It wouldn't be fair to write this post without taking a pass at the evergreen question “what does love mean to me?” I think it's a rather profound exercise, actually. Inspired by the documentary “Love Me” about mail-order brides, I've become piqued by the idea of some kind of oral interview project where I pester couples about their relationship, how it started, what it means to them, what they think their life would be missing if they didn't have it, and so on.

It's very easy to think about love in terms of what you're getting from or giving to someone else. And there's a lot of merit to these things about vulnerability, support, connections, sharing, and so on that you've doubtless heard thousands of times before. All of these are things we want, and want to do, and of course it's important to satisfy ourselves, but they don't seem quite sufficient. For me, the most remarkable thing is that, with a partner, we get to live two lives at once, and that's a thrilling, frightening, transcendental thing to experience. We envelop each other; more talents, more responsibilities, more feelings. How can we be in multiple lives at once? It makes sense humans have been seeking some supernatural explanation to explain it for millennia.


I am often taken by the idea of another person spending their time thinking about you while you aren't near them. Of course, there is an element of self-flattery here. We like the idea of being important enough to someone else, that we've captured their imagination to such a degree that they spend part of their day thinking of what we might do, or how we might react to a given situation.

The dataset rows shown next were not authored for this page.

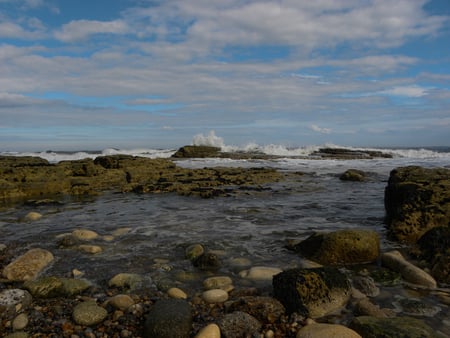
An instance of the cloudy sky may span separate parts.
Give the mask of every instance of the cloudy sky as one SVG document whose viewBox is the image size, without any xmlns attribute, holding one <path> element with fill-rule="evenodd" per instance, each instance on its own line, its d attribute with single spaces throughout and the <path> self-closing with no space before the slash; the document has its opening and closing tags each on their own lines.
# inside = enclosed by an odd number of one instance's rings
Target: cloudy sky
<svg viewBox="0 0 450 338">
<path fill-rule="evenodd" d="M 0 151 L 450 146 L 449 0 L 0 0 Z"/>
</svg>

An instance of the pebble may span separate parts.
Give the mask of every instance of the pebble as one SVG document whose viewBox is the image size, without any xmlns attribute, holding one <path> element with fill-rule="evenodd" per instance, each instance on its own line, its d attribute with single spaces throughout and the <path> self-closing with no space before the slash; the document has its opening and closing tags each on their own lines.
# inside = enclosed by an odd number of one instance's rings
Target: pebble
<svg viewBox="0 0 450 338">
<path fill-rule="evenodd" d="M 25 216 L 25 220 L 26 221 L 30 221 L 30 222 L 40 220 L 41 218 L 42 218 L 42 215 L 40 213 L 38 213 L 38 212 L 35 212 L 35 211 L 30 211 Z"/>
<path fill-rule="evenodd" d="M 74 278 L 79 278 L 79 277 L 84 276 L 84 272 L 83 272 L 83 271 L 80 271 L 80 270 L 78 270 L 78 269 L 73 269 L 73 270 L 72 270 L 72 276 L 73 276 Z"/>
<path fill-rule="evenodd" d="M 201 244 L 189 245 L 185 250 L 186 258 L 189 260 L 197 259 L 204 253 L 205 253 L 205 248 L 203 248 L 203 245 L 201 245 Z"/>
<path fill-rule="evenodd" d="M 76 229 L 72 231 L 72 236 L 82 241 L 90 241 L 98 237 L 98 233 L 88 229 Z"/>
<path fill-rule="evenodd" d="M 131 230 L 132 230 L 132 228 L 128 228 L 128 227 L 118 228 L 118 229 L 114 230 L 111 235 L 113 235 L 114 237 L 119 237 L 119 236 L 123 236 L 123 235 L 129 233 Z"/>
<path fill-rule="evenodd" d="M 90 326 L 102 322 L 108 312 L 95 301 L 87 301 L 75 306 L 72 315 L 77 324 Z"/>
<path fill-rule="evenodd" d="M 436 280 L 433 277 L 408 262 L 397 250 L 383 253 L 381 255 L 381 264 L 389 269 L 398 271 L 409 283 L 433 289 L 437 287 Z"/>
<path fill-rule="evenodd" d="M 119 294 L 114 297 L 111 297 L 109 300 L 109 304 L 111 304 L 114 308 L 118 310 L 124 311 L 134 304 L 134 300 L 128 295 Z"/>
<path fill-rule="evenodd" d="M 167 295 L 170 298 L 175 298 L 175 299 L 186 299 L 187 298 L 187 294 L 179 288 L 170 288 L 169 290 L 167 290 Z"/>
<path fill-rule="evenodd" d="M 105 242 L 112 242 L 114 240 L 114 236 L 112 236 L 112 235 L 104 235 L 104 236 L 102 236 L 102 239 Z"/>
<path fill-rule="evenodd" d="M 0 317 L 14 318 L 18 311 L 31 305 L 32 297 L 22 289 L 6 289 L 0 292 Z"/>
<path fill-rule="evenodd" d="M 207 303 L 223 303 L 228 300 L 228 292 L 222 289 L 207 290 L 202 293 L 202 298 Z"/>
<path fill-rule="evenodd" d="M 5 338 L 28 338 L 28 337 L 29 337 L 28 333 L 26 332 L 14 332 L 5 336 Z"/>
<path fill-rule="evenodd" d="M 251 280 L 266 280 L 271 281 L 276 274 L 283 272 L 283 270 L 268 266 L 254 266 L 249 270 L 239 272 L 239 276 Z"/>
<path fill-rule="evenodd" d="M 202 328 L 195 338 L 220 338 L 220 328 L 217 324 L 209 324 Z"/>
<path fill-rule="evenodd" d="M 103 251 L 101 246 L 98 245 L 90 245 L 90 244 L 81 244 L 78 246 L 78 250 L 90 253 L 90 254 L 97 254 Z"/>
<path fill-rule="evenodd" d="M 109 280 L 108 285 L 121 288 L 128 287 L 130 289 L 134 289 L 139 285 L 141 285 L 142 282 L 143 282 L 142 276 L 136 273 L 119 273 Z"/>
<path fill-rule="evenodd" d="M 28 316 L 25 313 L 21 313 L 12 322 L 14 331 L 21 331 L 28 325 Z"/>
<path fill-rule="evenodd" d="M 229 264 L 234 268 L 245 268 L 252 265 L 252 262 L 248 258 L 237 257 L 230 259 Z"/>
<path fill-rule="evenodd" d="M 316 323 L 306 325 L 297 332 L 297 338 L 315 337 L 362 338 L 355 331 L 338 324 Z"/>
</svg>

But I'd like to think there is something a little more transcendent about this. In our own body, we're self-contained. We've explored most of the depths of our personality, our whims, the levers and pulleys that animate us now seem very mechanical in our own observation. But when someone else, someone special to us in particular, creates an image of us in their own mind, it's a renewal of our existence, an extension of our humanity. We are experiencing life with them, helping them, inspiring them, in a fashion that's entirely new, because a unique individual has made us for themselves.

I've realized recently that, if I'm really honest with myself, I don't keep chasing romance because I have any genuine belief there might be a person someday who wants to spend a lot of time together with me. The combination of my choices and circumstance just makes that nearly impossible. I do it because it's still a rush of excitement to imagine the possibilities, however unlikely. Is it healthy? Possibly not. The constant rejection can be mentally draining, and skews my personal social perception into even more insular self-consciousness. But I do it, primarily I think, because it makes me feel like part of the human experience, and that, if I gave up, I'd be surrendering part of my humanity to the forces of self-doubt and social conformity.